FAVORISER LA MUTUALISATION DES PLACES DE STATIONNEMENT JOUR ET NUIT

A l’occasion d’une rencontre avec les présidents des associations de commerçants, organisée par la Chambre du Commerce et de l’Industrie de Paris (CCIP), j’ai répondu aux nombreuses questions que posent les évolutions de l’espace public parisien aux acteurs de la vie économique. Nous avons en particulier abordé le thème du stationnement.

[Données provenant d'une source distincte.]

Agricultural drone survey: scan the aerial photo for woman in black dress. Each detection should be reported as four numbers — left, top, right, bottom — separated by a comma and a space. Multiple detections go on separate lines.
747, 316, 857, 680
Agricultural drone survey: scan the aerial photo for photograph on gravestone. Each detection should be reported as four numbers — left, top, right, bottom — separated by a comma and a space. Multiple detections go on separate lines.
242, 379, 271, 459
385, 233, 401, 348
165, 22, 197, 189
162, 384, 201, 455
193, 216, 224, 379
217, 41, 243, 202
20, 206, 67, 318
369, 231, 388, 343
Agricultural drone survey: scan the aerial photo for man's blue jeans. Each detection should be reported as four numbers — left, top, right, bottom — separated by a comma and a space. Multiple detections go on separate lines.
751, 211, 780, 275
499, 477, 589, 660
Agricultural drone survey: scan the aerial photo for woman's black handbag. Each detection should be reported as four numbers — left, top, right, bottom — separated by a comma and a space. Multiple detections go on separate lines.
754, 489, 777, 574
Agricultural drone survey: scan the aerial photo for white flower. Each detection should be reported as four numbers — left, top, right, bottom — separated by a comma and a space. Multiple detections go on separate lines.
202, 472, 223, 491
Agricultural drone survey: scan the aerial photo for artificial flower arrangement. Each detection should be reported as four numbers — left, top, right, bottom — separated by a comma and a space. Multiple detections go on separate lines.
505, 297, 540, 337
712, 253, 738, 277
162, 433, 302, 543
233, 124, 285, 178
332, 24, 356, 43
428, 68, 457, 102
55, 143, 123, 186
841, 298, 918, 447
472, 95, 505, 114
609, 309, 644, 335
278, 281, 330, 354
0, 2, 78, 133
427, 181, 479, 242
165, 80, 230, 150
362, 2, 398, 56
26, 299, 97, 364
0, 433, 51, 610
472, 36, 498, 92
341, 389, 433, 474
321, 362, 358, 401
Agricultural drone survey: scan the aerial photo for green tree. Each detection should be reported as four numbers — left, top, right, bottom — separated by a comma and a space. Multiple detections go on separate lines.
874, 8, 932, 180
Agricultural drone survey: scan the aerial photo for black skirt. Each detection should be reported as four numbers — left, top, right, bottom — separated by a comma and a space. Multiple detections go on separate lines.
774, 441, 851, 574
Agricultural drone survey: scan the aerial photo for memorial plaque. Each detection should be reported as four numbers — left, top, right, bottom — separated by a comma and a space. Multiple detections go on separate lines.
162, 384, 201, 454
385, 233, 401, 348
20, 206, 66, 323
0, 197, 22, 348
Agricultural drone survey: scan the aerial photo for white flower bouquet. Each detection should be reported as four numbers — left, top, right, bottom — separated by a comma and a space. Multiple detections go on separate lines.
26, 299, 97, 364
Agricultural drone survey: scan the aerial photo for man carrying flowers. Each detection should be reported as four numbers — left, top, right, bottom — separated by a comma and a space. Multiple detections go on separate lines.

En effet, depuis 2001, le Maire de Paris a engagé une politique de partage de l’espace public au profit des transports en commun et des circulations non polluantes. Notre volonté est d’encourager leur développement et d’inciter à la diversité des modes de transport en fonction des besoins de chacun. Les conséquences de cette évolution portent également sur le stationnement : nous avons déjà supprimé la gratuité pour la voiture et mis en place une politique tarifaire avantageuse pour les résidents, puis pour l’ensemble des acteurs économiques (artisans, commerçants, réparateurs et professionnels de la santé). Nous allons créer davantage de places de stationnement pour les vélos, les deux-roues motorisés et bientôt pour Autolib’ (voitures électriques en libre service). Je souhaite aussi une meilleure utilisation des places existantes. Dans cet objectif, le stationnement de nuit sur les zones de livraison est testé depuis mars 2009 dans le 3ème arrondissement et dans trois quartiers du 17ème. Ce dispositif fait ses preuves et en partenariat avec la Préfecture de Police, la CCIP et les transporteurs de marchandises, je voudrais l’étendre à tout Paris d’ici la fin de l’année. Autre moyen d’action : valoriser les places sous-utilisées dans les parkings souterrains qui sont souvent libres le soir et le dimanche. Enfin, pour appliquer ces mesures, la question du contrôle est essentielle. En effet, ces aménagements ne suffisent pas à une bonne politique de circulation. Aujourd’hui par exemple, un automobiliste sur dix seulement paie le stationnement rotatif. La réglementation doit être respectée pour que ces aménagements bénéficient au plus grand nombre. C’est pourquoi nos efforts doivent aussi s’accompagner de ceux du Préfet de Police que j’ai alerté sur ce sujet à diverses reprises.